5:20pm - 5:40pmEstimation of Stochastic actor-oriented models: to GMoM or not to GMoM?
Viviana Amati
University of Milano-Bicocca, Italy
Stochastic actor-oriented models have been developed to analyze network dynamics when data are collected in a panel design. Several estimation methods are available, with the method of moments (MoM) being the default approach. This method is computed using a stochastic approximation algorithm, where the statistics that define the moment conditions naturally correspond to the parameters. Another approach is the generalized method of moments (GMoM), which extends MoM by incorporating more statistics than parameters. Although this method has been implemented and documented in Rsiena, guidelines on when to use the GMoM and which additional statistics to include are still lacking. In this paper, we present statistical approaches to determine when the additional statistics contribute useful information beyond what is provided by the moment conditions of the regular MoM. We also discuss the conditions under which the GMoM should be preferred over MoM.
5:40pm - 6:00pmOn sample size and statistical power of the stochastic actor-oriented model
Christian Steglich1,2
1Department of Sociology, University of Groningen; 2Institute for Analytical Sociology, Linköping University
The stochastic actor-oriented model (SAOM) represents change in network panel data as the outcome of actors' decision-making.
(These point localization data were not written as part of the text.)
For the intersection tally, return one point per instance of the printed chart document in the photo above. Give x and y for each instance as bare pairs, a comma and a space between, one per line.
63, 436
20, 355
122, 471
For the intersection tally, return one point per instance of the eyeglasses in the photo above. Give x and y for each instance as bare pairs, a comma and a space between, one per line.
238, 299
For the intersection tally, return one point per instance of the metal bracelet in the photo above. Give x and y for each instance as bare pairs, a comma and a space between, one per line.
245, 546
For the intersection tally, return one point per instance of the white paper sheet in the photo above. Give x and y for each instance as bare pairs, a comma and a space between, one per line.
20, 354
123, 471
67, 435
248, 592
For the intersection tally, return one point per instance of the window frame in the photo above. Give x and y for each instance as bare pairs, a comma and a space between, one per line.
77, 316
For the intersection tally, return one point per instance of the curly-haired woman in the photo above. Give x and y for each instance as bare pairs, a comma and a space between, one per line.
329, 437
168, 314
The number of such decisions, therefore, serves as a natural operationalization of sample size. When there is a single dependent variable - whether a network or an actor attribute - this sample size is the primary determinant of the precision of estimates in SAOM-based data analyses and, consequently, of statistical power.
In co-evolution models, however, the situation becomes more complex. With multiple dependent variables, also sample size becomes multidimensional. Depending on the model specification, spillover effects between dependent variables may affect the precision of estimates. In this conference presentation, I propose a conceptual clarification and present empirically informed simulation studies that illustrate the main findings.